Gaya is thought to have arisen from a more ancient confederacy of chiefdoms called Byeonhan. The nature of the transition is not clear from historical sources. However, on the basis of archeological sources as well as limited historical indications, scholars such as Cheol (2000) have identified the late third century AD as a period of transition from Byeonhan to Gaya. At this time records show increasing military activity and changed funerary customs. This would also coincide in part with the decline of the Chinese commanderies on the peninsula. Cheol (2000) further argues that this was associated with the replacement of the previous elite in some principalities (including Daegaya) by elements from the Manchurian kingdom of Buyeo, who brought a more militaristic style of rule.
According to a legend recorded in the Samguk Yusa, in the year 42, 6 eggs descended from the heaven with message that they would be kings. 6 eggs hatched and 6 boys were born, and within 12 days they grew mature. One of them, named Suro (수로; 首露), became the king of Geumgwan Gaya (금관 가야), and the other five founded the other five Gayas, namely Daegaya (대가야), Seongsan Gaya (성산 가야), Ara Gaya (아라 가야), Goryeong Gaya (고령 가야), and Sogaya (소가야).

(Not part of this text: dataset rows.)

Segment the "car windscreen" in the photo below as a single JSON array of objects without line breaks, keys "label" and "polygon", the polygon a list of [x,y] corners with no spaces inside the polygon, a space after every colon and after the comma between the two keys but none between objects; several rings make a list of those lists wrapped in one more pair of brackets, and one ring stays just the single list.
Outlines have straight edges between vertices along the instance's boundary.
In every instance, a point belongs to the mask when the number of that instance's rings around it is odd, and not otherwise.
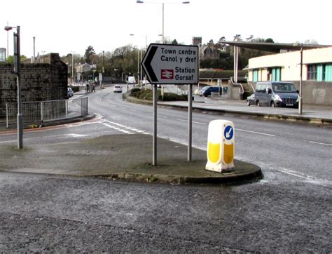
[{"label": "car windscreen", "polygon": [[296,93],[294,85],[286,83],[277,83],[272,85],[275,93]]}]

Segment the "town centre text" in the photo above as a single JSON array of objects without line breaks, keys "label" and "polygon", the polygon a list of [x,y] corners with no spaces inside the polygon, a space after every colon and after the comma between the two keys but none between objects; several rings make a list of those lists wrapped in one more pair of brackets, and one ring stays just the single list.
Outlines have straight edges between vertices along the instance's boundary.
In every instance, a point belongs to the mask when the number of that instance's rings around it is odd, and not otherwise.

Situated around the mouth of the Nakdong River, an area with fertile plains, access to the sea, and rich iron deposits, Gaya had an economy based on agriculture and fishing as well as trade. It was particularly known for its ironworking, as Byeonhan had been before it. Gaya exported abundant quantities of iron armor and weaponry to Baekje and the kingdom of Wa in Yamato period Japan. In contrast to the largely commercial and non-political ties of Byeonhan, Gaya seems to have attempted to maintain strong political ties with these kingdoms as well.
The various Gaya mini-states formed a confederacy in the 2nd and 3rd centuries centred around Geumgwan Gaya in modern Gimhae. After a period of decline, the confederacy was revived around the turn of the 5th and 6th centuries, this time centred around Daegaya of modern Goryeong, but it was unable to defend itself for long against Silla and Baekje. In 562, Daegaya, the last of the Gaya states, fell to Silla.
The nature of the relationship between the Japanese kingdom of Wa and the Gaya states has been a matter of extensive controversy. Japanese scholars traditionally have argued, on the basis of various sources including the Nihonshoki, that Gaya was a colony or tributary of Wa. Korean scholars have rejected this, on the basis of Korean sources which make no mention of Japanese suzerainty. Today, most scholars regardless of nationality concede that the relationship between Gaya and Wa was close, but not colonial.
Cheol, S.K. (2000). Relations between Kaya and Wa in the third to fourth centuries AD. Journal of East Asian Archeology 2(3-4), 112-122.